I just got a frame and the fork crown has been filed something serious. When I put the fork Crown race on it is tight to go on but has a small bit of play once fully installed. What are my options?

http://i16.photobucket.com/albums/b2...G_3131_JPG.jpg

Jake

randyjawa 11-05-09 07:10 PM

Belzona...
 
I am a retired Millwright(Industrial Mechanic) and, from time to time, in industry we had to repair just such situations. Find some Belzona, mix it and goop it on.

This is not a permanent repair but I have seen such repairs last for years under demanding adverse conditions. When one considers the stress this bearing assembly will experience, my guess is that the repair will last for a very long time.

Belzona is a two part product that mixes up into a stiff paste. Follow the instructions and see how it works. You can always file it off again if need be. There is, of course the concern of getting the bearing race centered on the steering stem, but once again, still worth a try. The cost should not be to great.

Hope this is a help and I have done it? Yup! And with good results.

unworthy1 11-05-09 07:12 PM


Originally Posted by junkfoodjunkie (Post 9991804)
I just got a frame and the fork crown has been filed something serious. When I put the fork Crown race on it is tight to go on but has a small bit of play once fully installed. What are my options?

http://i16.photobucket.com/albums/b2...G_3131_JPG.jpg

Jake

the crown race must be standard ID (26.4) not JIS (27), correct? Cause the quick fix would be mill it down from JIS to 26.4. If it's already under 26.4 (in spots) you could take it to a frame repair-er and have brass (bronze) added to the race area, then mill it down to spec. it could mess up the paint, however.
if the slop isn't too bad, consider some LocTite GREEN (for press-fitting, not threads).

junkfoodjunkie 11-05-09 07:16 PM

It is 26.4 and I do not know of a single frame builder in Oklahoma. The slop is very very minimal. Thanks for the input so far.

Jake

miamijim 11-05-09 07:46 PM

1. JB weld the race on

2. We had tool that was designed to 'raise' the metal. You'd roate it around a few times and the wheels would dig and leave a pattern behind.
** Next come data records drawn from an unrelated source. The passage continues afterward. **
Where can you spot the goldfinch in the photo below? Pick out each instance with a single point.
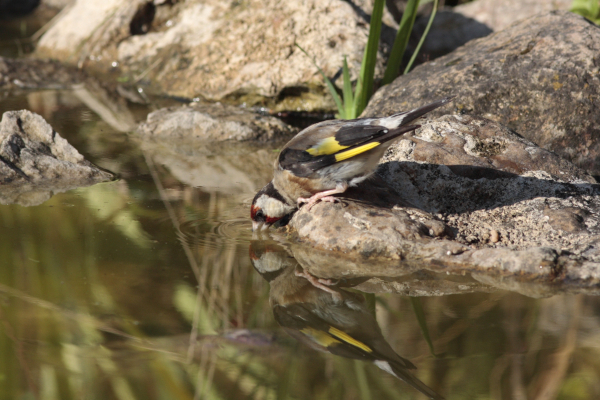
(325, 159)
(327, 319)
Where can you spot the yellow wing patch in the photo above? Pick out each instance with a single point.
(326, 147)
(344, 155)
(349, 339)
(320, 337)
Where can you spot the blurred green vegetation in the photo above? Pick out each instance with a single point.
(143, 289)
(589, 9)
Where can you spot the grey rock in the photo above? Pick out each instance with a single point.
(449, 31)
(233, 168)
(27, 74)
(35, 161)
(500, 14)
(439, 196)
(240, 51)
(539, 77)
(213, 122)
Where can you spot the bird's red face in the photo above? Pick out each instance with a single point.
(268, 207)
(260, 220)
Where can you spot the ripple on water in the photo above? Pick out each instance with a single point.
(216, 233)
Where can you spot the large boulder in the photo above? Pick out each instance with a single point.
(35, 161)
(540, 77)
(239, 51)
(465, 194)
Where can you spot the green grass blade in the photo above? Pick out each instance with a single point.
(406, 24)
(422, 40)
(367, 70)
(347, 92)
(332, 89)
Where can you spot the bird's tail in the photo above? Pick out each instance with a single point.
(401, 372)
(403, 118)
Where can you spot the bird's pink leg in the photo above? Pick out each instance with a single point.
(323, 196)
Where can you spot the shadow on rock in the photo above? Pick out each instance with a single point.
(36, 162)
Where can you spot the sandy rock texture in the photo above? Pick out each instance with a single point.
(213, 122)
(27, 74)
(500, 14)
(241, 51)
(539, 77)
(35, 161)
(465, 194)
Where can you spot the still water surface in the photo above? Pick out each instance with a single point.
(143, 288)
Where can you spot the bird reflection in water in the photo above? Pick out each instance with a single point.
(326, 317)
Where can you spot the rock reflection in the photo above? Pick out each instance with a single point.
(327, 317)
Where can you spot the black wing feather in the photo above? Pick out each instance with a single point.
(353, 134)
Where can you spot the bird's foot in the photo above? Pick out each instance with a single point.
(310, 202)
(324, 196)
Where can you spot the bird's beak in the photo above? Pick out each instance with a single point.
(259, 226)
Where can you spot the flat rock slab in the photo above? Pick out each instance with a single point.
(243, 51)
(35, 161)
(539, 77)
(213, 122)
(486, 202)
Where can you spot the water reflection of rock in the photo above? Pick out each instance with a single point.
(234, 168)
(35, 161)
(332, 320)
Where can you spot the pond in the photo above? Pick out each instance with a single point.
(153, 287)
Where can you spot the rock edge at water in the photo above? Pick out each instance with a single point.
(35, 161)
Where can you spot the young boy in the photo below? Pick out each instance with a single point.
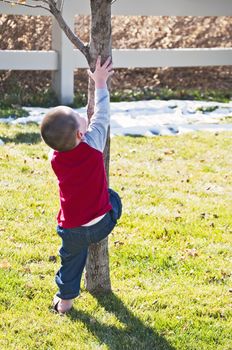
(88, 209)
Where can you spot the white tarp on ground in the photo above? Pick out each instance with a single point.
(152, 118)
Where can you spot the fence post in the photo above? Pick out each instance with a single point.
(63, 78)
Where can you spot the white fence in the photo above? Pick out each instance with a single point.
(63, 59)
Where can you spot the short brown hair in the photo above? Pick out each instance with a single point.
(59, 129)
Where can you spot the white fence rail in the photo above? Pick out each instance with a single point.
(63, 59)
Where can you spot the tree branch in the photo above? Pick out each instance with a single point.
(56, 12)
(13, 3)
(70, 34)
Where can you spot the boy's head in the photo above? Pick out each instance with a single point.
(62, 128)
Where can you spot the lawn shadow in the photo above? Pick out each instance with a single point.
(132, 332)
(23, 137)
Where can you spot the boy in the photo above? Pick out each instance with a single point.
(88, 209)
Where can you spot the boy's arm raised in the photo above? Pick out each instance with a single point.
(97, 131)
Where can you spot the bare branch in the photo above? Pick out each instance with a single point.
(70, 34)
(13, 3)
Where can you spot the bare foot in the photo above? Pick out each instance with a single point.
(62, 306)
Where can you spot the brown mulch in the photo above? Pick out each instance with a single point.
(127, 32)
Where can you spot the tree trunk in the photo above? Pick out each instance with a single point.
(97, 276)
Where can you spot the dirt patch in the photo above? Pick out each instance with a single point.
(127, 32)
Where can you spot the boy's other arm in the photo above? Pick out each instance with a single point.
(97, 131)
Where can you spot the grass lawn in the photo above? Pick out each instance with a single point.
(170, 255)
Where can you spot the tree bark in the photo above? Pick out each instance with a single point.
(97, 276)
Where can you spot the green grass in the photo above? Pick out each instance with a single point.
(46, 97)
(170, 255)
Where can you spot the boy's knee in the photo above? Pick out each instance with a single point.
(116, 203)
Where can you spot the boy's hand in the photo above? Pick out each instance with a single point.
(101, 73)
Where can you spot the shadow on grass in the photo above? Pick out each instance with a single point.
(133, 334)
(23, 137)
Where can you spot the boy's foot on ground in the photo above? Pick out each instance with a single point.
(62, 306)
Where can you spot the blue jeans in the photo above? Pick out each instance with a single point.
(74, 249)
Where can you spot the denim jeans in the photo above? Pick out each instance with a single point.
(74, 249)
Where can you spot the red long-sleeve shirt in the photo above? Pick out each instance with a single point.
(81, 172)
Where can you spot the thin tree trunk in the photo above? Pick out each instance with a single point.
(97, 277)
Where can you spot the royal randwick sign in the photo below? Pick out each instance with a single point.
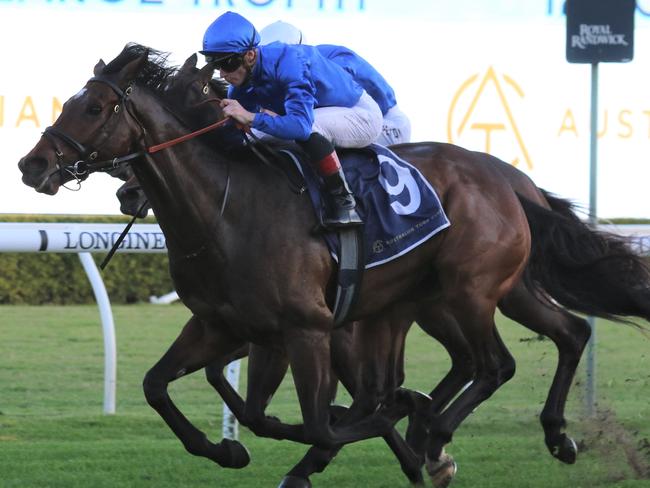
(600, 31)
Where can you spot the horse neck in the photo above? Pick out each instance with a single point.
(181, 188)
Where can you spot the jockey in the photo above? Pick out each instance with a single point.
(292, 92)
(396, 125)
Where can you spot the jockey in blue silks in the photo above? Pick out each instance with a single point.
(292, 92)
(396, 127)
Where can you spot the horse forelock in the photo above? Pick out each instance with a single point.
(154, 72)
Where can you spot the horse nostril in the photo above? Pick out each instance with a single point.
(33, 165)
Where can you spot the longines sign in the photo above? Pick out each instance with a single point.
(73, 238)
(600, 31)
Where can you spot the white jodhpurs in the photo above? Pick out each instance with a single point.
(396, 128)
(356, 126)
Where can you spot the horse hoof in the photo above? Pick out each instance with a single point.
(566, 451)
(294, 482)
(441, 471)
(237, 456)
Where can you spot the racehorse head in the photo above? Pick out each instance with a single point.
(97, 124)
(195, 92)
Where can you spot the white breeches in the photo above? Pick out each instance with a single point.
(396, 128)
(356, 126)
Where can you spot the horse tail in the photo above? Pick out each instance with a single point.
(585, 270)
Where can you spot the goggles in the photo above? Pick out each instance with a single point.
(227, 62)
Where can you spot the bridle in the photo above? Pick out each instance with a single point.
(82, 168)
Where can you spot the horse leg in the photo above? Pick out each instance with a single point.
(266, 369)
(493, 366)
(198, 345)
(570, 334)
(443, 327)
(347, 362)
(230, 396)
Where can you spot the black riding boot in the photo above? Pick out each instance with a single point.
(342, 205)
(341, 211)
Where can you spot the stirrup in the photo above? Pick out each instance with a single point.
(344, 217)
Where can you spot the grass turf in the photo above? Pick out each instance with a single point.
(53, 432)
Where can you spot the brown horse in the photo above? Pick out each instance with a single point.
(248, 280)
(197, 89)
(463, 274)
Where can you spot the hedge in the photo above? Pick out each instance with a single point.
(32, 278)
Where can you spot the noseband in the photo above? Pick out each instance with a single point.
(87, 164)
(81, 169)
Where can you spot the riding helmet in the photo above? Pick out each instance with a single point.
(230, 33)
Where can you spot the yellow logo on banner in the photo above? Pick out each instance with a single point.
(487, 116)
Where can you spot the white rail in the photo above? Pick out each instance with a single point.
(84, 239)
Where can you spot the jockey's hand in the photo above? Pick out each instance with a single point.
(232, 108)
(268, 112)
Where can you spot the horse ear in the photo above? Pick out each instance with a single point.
(99, 67)
(189, 64)
(206, 73)
(132, 68)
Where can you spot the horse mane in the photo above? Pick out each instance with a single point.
(220, 86)
(155, 72)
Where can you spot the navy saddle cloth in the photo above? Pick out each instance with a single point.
(399, 207)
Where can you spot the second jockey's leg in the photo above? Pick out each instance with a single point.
(342, 205)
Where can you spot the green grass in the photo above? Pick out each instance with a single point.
(53, 432)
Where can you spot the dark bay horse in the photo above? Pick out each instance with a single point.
(288, 309)
(568, 331)
(246, 279)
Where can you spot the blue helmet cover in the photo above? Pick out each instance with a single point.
(230, 33)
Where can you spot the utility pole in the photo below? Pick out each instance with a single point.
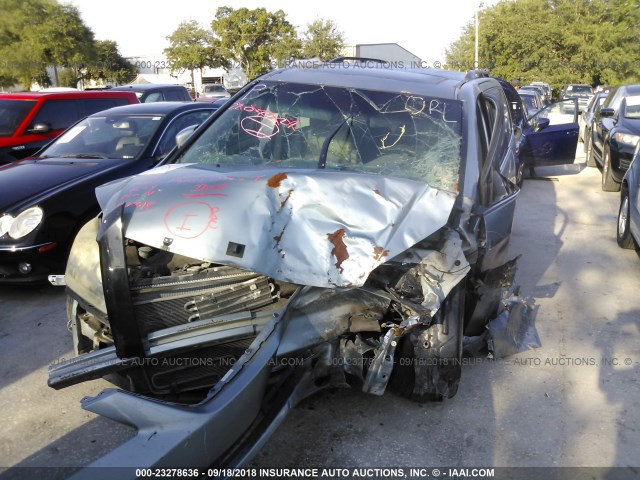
(476, 64)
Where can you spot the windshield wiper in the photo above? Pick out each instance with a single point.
(83, 155)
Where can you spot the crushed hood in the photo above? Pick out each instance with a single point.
(309, 227)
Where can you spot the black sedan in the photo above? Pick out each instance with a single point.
(615, 134)
(45, 199)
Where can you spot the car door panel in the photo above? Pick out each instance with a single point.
(495, 231)
(552, 143)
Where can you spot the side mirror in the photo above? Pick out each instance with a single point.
(183, 135)
(41, 127)
(543, 123)
(607, 112)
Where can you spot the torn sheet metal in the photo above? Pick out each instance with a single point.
(503, 322)
(318, 228)
(513, 330)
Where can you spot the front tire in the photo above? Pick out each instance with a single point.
(608, 182)
(588, 148)
(624, 237)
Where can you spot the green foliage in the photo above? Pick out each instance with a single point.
(557, 41)
(110, 66)
(36, 34)
(322, 40)
(193, 47)
(255, 38)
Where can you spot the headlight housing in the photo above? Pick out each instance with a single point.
(25, 223)
(5, 224)
(627, 138)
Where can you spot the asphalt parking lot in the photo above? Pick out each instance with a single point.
(574, 402)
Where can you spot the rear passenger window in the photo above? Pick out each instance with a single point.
(60, 114)
(90, 106)
(153, 97)
(173, 96)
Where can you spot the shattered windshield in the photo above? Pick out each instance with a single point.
(310, 126)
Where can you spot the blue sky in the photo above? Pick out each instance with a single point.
(140, 27)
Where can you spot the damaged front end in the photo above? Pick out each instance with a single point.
(182, 335)
(219, 291)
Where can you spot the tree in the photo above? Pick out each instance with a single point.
(559, 41)
(35, 34)
(255, 38)
(110, 66)
(65, 40)
(193, 47)
(323, 40)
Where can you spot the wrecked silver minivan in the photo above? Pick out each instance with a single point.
(329, 224)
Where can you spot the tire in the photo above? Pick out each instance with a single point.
(608, 182)
(420, 372)
(624, 237)
(588, 148)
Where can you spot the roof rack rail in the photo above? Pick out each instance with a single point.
(471, 74)
(356, 59)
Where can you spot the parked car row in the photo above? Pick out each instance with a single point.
(328, 223)
(614, 135)
(47, 197)
(28, 121)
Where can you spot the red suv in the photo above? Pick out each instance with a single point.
(28, 121)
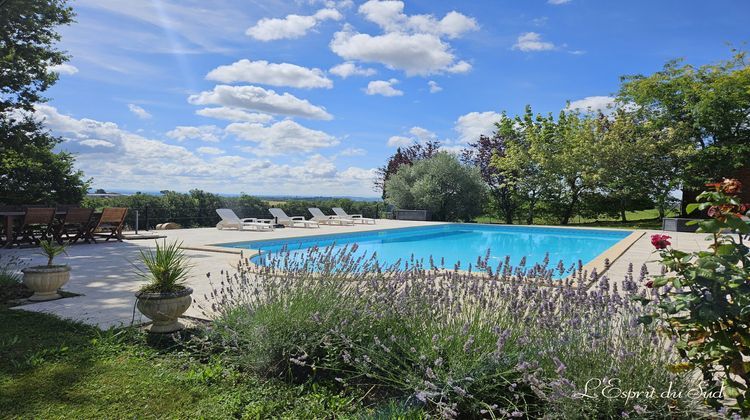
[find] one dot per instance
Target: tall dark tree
(480, 154)
(707, 108)
(30, 170)
(404, 156)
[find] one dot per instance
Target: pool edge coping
(613, 253)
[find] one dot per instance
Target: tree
(521, 171)
(30, 171)
(406, 156)
(442, 185)
(250, 206)
(550, 160)
(480, 154)
(706, 109)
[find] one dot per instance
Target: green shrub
(9, 267)
(704, 301)
(442, 185)
(501, 343)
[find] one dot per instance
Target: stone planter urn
(45, 280)
(164, 309)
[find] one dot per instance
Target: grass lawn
(55, 369)
(641, 219)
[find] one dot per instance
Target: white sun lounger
(296, 221)
(321, 218)
(229, 220)
(357, 218)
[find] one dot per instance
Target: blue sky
(308, 97)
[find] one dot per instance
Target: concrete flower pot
(45, 280)
(164, 309)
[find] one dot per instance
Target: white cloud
(139, 112)
(290, 27)
(352, 151)
(422, 134)
(456, 149)
(258, 99)
(366, 175)
(134, 161)
(532, 41)
(389, 15)
(210, 150)
(416, 135)
(210, 133)
(399, 141)
(593, 104)
(282, 138)
(460, 67)
(96, 143)
(383, 87)
(470, 126)
(64, 68)
(416, 54)
(274, 74)
(348, 69)
(412, 43)
(317, 166)
(234, 114)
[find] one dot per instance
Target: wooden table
(10, 217)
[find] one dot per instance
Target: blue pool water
(459, 242)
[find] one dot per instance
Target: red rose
(731, 186)
(660, 241)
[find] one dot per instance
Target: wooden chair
(36, 225)
(111, 222)
(74, 225)
(4, 237)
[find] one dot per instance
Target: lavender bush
(484, 342)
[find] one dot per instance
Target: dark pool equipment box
(678, 224)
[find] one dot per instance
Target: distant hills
(277, 197)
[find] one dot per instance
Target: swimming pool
(454, 243)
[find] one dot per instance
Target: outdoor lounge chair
(36, 225)
(230, 220)
(74, 225)
(356, 218)
(321, 218)
(110, 222)
(296, 221)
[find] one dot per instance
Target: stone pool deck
(103, 273)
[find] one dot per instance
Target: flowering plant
(705, 296)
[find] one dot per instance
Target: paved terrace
(103, 273)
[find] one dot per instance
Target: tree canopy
(440, 184)
(30, 170)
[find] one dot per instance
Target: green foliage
(51, 249)
(442, 185)
(166, 268)
(707, 304)
(705, 108)
(9, 266)
(456, 345)
(32, 172)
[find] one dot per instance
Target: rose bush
(704, 297)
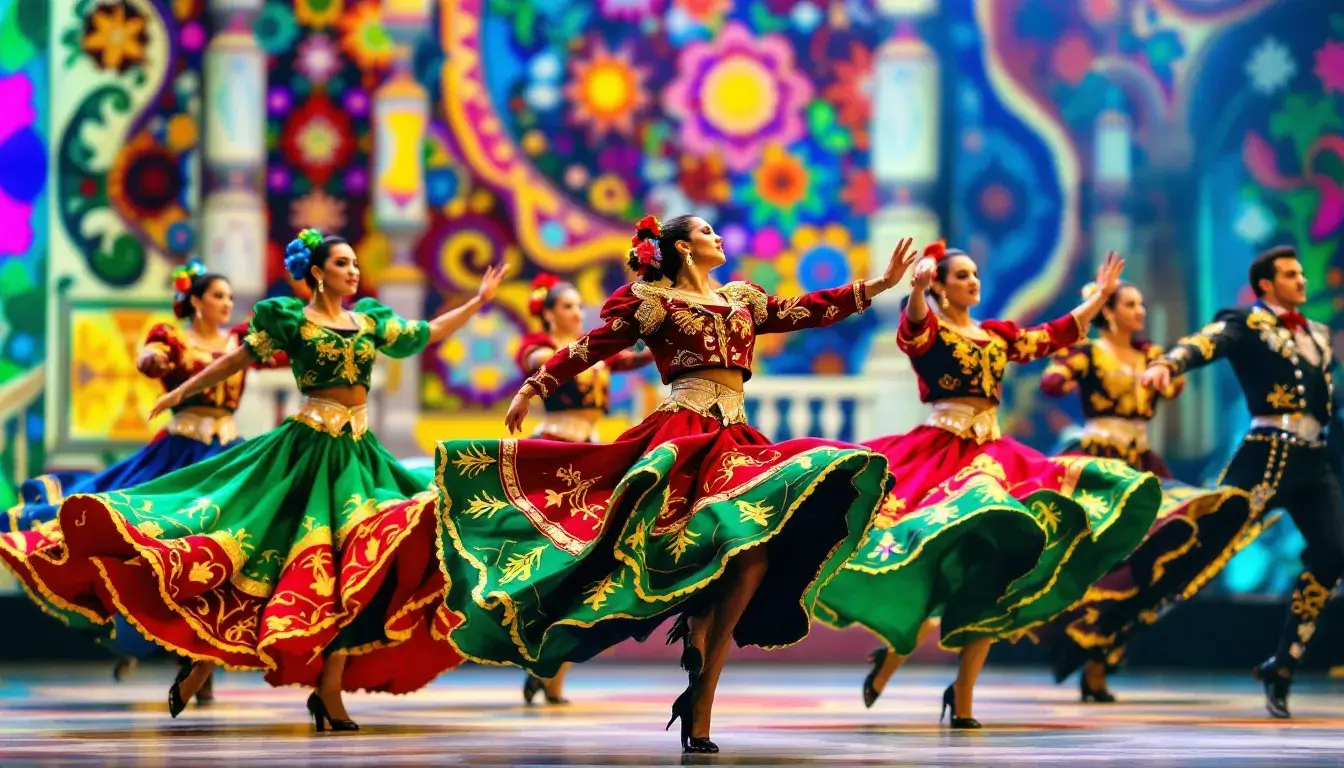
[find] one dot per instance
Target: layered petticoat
(557, 552)
(305, 541)
(987, 533)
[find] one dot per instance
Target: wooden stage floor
(768, 716)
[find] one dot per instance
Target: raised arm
(210, 375)
(161, 353)
(449, 322)
(618, 331)
(1065, 369)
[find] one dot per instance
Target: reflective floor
(766, 716)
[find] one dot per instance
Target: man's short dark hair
(1265, 266)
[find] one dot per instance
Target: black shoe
(1100, 696)
(870, 693)
(531, 686)
(682, 709)
(122, 667)
(692, 661)
(1276, 689)
(206, 696)
(949, 701)
(1066, 658)
(317, 709)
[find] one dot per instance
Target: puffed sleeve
(278, 361)
(1212, 342)
(1178, 385)
(914, 338)
(816, 310)
(274, 327)
(1065, 369)
(531, 344)
(1027, 344)
(620, 328)
(394, 336)
(164, 346)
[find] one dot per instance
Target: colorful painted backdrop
(1184, 133)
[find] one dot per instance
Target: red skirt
(993, 537)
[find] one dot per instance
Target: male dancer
(1282, 363)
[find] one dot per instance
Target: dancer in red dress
(575, 408)
(979, 527)
(566, 549)
(1171, 564)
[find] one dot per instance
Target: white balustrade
(829, 406)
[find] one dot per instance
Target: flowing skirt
(1168, 566)
(995, 538)
(42, 495)
(273, 553)
(558, 550)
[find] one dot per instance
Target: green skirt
(269, 556)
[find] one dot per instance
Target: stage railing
(831, 406)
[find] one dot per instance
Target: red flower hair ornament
(542, 285)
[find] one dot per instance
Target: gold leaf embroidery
(1282, 397)
(746, 293)
(682, 540)
(261, 344)
(519, 566)
(789, 310)
(636, 540)
(575, 495)
(754, 513)
(578, 349)
(598, 593)
(1050, 515)
(688, 322)
(484, 505)
(472, 462)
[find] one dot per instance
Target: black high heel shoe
(175, 702)
(122, 667)
(206, 694)
(870, 693)
(534, 685)
(1276, 689)
(1087, 693)
(321, 718)
(949, 701)
(682, 709)
(692, 661)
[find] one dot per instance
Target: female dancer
(296, 552)
(1106, 373)
(567, 549)
(574, 409)
(1047, 527)
(200, 427)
It worked OK.

unworthy1 11-05-09 08:08 PM

JB might be the best trick and easy to find, also you can un-do it in future with heat and solvents.
I forgot about "Knurling" which is what miamijim suggests, the "poorman's " version of knurling can be done by striking a pattern of dots in the low spots with a sharp center punch. it does the same thing: raises the metal.

T-Mar 11-05-09 08:16 PM


Originally Posted by miamijim (Post 9992059)
...We had tool that was designed to 'raise' the metal. You'd roate it around a few times and the wheels would dig and leave a pattern behind. It worked OK.

The process is called knurling. It displaces metal to create small ridges or mounds higher than the orignal surface of the metal. Inexpensive bicycles often have the bottom of the steerer tube knurled to hold the crown race in place without the need of a precision machined collar/flange. If done properly, it is an effective solution, though it will not stand up to repeated removal and installation of crown races like a machined collar/flange.

repechage 11-05-09 09:17 PM

Kind of scary that the undercut shows in the image, not a happy stress riser. Knurling would work, but I don't know if I would continue to use it. I am not an alarmist type, but I don't like how it looks from here.